The stock market fell to a 2 1/2-month low today as Wall Street’s post-election slide resumed.
The Dow Jones index of 30 industrials dropped 38.59 to 2,038.58, its lowest close since it stood at 2,002.31 on Sept. 1.
Declining issues outnumbered advances by more than 4 to 1 on the New York Stock Exchange, with 296 up, 1,216 down and 443 unchanged.
Big Board volume totaled 161.71 million shares, against 115.17 million in the previous session.
The NYSE’s composite index lost 2.37 to 148.96.
The broad-based decline came as international currency traders gave a cool reception to the latest statistics on U.S. trade.
Before the market opened, the Commerce Department reported that the nation’s trade deficit narrowed to $10.46 billion in September from $12.27 billion the month before.
The latest figure, while it suggested improvement in a basic problem on many investors’ minds, came in very close to advance estimates in the financial community.

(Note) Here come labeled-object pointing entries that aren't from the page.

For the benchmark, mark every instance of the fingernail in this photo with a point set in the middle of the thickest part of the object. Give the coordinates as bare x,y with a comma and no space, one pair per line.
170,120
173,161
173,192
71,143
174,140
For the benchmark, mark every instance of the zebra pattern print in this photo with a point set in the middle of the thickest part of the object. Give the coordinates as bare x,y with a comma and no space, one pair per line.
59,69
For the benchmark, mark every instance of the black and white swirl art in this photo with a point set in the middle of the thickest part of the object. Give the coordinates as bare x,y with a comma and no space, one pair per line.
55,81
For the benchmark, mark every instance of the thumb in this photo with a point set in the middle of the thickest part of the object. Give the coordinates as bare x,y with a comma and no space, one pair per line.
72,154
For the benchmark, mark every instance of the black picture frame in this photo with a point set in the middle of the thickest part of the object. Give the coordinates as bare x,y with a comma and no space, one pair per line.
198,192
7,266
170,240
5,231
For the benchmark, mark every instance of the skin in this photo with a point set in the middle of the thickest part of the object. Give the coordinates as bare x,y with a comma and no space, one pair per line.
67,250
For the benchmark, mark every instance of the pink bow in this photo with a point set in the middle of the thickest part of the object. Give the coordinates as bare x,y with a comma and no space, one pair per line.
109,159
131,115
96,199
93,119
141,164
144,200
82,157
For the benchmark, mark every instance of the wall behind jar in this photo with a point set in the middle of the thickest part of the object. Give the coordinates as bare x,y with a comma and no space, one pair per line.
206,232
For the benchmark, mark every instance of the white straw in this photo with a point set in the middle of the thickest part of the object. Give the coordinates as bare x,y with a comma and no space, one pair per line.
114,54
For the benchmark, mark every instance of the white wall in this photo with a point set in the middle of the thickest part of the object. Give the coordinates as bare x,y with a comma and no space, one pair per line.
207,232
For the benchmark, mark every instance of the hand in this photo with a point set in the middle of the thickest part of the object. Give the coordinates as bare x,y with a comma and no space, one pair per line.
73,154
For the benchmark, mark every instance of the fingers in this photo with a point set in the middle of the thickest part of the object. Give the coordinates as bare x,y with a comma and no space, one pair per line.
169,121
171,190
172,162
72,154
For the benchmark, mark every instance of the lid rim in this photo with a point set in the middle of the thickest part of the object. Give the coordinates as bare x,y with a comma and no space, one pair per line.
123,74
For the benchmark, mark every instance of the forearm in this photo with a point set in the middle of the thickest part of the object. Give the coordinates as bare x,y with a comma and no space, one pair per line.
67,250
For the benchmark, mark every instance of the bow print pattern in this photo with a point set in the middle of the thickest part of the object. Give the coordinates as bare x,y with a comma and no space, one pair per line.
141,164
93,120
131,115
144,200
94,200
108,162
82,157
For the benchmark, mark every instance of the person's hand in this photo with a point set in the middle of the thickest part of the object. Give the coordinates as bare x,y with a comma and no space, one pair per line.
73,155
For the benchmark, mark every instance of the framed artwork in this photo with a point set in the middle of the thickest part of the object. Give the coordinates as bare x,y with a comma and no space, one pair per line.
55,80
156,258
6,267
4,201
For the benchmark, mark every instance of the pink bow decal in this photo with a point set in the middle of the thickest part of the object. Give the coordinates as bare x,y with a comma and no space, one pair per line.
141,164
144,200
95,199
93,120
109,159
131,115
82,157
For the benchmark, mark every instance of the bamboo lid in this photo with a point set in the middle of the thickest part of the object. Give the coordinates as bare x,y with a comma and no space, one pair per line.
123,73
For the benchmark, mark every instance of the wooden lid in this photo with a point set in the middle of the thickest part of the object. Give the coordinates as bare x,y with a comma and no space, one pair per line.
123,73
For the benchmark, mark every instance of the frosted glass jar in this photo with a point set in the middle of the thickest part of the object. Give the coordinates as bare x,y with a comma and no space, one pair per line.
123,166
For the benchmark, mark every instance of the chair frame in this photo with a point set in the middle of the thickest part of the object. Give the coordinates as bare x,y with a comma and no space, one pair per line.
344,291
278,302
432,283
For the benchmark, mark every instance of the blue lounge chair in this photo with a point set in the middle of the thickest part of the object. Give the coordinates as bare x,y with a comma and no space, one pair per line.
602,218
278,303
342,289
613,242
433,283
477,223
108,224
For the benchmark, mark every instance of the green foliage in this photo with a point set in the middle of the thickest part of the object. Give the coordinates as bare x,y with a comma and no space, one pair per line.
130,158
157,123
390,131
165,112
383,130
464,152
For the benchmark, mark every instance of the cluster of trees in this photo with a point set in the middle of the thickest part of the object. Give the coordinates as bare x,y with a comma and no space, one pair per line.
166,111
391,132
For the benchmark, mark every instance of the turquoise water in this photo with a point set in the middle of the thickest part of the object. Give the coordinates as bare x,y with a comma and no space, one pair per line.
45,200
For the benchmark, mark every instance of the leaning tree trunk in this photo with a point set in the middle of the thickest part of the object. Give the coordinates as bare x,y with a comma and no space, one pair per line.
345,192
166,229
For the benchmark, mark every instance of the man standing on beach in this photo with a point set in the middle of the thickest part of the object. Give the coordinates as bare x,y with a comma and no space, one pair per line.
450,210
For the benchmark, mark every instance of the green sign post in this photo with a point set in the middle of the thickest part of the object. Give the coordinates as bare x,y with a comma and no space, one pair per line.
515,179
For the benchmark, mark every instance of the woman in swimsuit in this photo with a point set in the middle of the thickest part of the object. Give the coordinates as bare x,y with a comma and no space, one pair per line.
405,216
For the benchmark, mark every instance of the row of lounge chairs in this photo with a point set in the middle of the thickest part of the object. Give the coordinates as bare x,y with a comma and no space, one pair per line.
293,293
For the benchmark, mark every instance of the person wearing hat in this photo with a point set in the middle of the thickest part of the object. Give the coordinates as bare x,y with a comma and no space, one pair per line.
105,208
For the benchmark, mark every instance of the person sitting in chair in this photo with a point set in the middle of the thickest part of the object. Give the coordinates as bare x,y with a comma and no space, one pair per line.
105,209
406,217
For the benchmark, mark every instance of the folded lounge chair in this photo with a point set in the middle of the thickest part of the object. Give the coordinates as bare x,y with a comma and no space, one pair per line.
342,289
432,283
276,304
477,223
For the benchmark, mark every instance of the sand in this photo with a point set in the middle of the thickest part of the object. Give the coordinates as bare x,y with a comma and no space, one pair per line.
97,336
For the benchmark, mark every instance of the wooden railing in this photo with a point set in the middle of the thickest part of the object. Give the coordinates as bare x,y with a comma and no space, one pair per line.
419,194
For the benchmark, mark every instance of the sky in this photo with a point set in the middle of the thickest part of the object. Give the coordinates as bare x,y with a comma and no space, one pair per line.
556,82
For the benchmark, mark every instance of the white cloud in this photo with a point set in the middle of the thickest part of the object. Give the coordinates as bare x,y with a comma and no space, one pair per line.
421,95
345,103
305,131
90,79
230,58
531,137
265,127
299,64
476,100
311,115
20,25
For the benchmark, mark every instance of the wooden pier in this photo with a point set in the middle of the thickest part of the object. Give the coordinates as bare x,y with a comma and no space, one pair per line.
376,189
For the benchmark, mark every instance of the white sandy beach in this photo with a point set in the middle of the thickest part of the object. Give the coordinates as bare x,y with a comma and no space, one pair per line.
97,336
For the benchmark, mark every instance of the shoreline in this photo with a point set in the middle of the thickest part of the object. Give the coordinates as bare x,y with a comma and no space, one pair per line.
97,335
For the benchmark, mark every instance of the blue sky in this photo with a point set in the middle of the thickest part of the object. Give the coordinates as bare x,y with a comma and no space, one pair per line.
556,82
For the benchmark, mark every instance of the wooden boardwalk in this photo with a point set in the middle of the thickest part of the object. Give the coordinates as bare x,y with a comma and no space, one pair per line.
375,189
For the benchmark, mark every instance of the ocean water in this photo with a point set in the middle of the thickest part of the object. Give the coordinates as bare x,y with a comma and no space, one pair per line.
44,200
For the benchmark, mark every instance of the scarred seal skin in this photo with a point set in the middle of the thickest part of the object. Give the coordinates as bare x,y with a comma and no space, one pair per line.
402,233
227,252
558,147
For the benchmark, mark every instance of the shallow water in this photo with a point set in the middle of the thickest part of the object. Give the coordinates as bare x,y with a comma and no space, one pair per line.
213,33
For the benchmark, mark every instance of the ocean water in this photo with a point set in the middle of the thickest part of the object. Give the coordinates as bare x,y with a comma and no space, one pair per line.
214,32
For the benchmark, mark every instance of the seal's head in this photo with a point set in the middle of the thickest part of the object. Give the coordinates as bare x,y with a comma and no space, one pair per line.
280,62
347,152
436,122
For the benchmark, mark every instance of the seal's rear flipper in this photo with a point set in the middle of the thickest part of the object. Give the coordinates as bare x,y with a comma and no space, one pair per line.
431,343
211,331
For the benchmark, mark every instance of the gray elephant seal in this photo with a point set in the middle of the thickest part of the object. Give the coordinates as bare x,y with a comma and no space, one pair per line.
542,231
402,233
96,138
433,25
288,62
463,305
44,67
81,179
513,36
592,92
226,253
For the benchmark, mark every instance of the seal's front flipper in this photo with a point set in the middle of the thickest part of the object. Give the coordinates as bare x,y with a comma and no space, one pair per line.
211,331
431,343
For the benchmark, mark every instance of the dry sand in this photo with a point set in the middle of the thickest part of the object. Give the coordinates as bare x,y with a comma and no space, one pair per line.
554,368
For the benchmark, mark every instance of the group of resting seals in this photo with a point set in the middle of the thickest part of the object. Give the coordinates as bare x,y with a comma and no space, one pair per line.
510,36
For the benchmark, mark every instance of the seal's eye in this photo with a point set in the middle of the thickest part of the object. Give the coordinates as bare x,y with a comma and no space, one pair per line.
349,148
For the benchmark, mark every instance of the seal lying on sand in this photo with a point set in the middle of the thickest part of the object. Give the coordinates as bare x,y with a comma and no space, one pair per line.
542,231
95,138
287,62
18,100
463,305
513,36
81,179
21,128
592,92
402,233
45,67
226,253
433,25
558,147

Thus, analysts said, it didn’t really serve as new information.
The dollar fell in foreign exchange, prompting some pressure on the stock market.
At the same time, brokers noted, stocks were still confronted with competition from high interest rates, especially in short-term interest-bearing investments that carry virtually no risk.
Treasury bond prices fell in early trading today after the government report on the trade deficit.
The Treasury’s bellwether 30-year bond lost 3/8 point, or $3.75 per $1,000 face amount, by midday.
Its yield, which moves inversely from its price and is a key indicator of interest rate trends, jumped to 9.06% from 9.01% late Tuesday.
Although the trade-gap figure was smaller in September, it was toward the high end of market expectations and raised the possibility that the dollar would need to fall further to make U.S. goods cheaper in world markets.
As a result, the dollar fell sharply today against most major currencies, and that pushed down the value of bonds, too.
Bond traders worry that a weak dollar will drive up interest rates and spark higher inflation while making dollar-denominated securities less attractive to foreign investors.
The federal funds rate, the interest on overnight loans between banks, traded at 8 3/8%, down from 8 5/8% late Tuesday.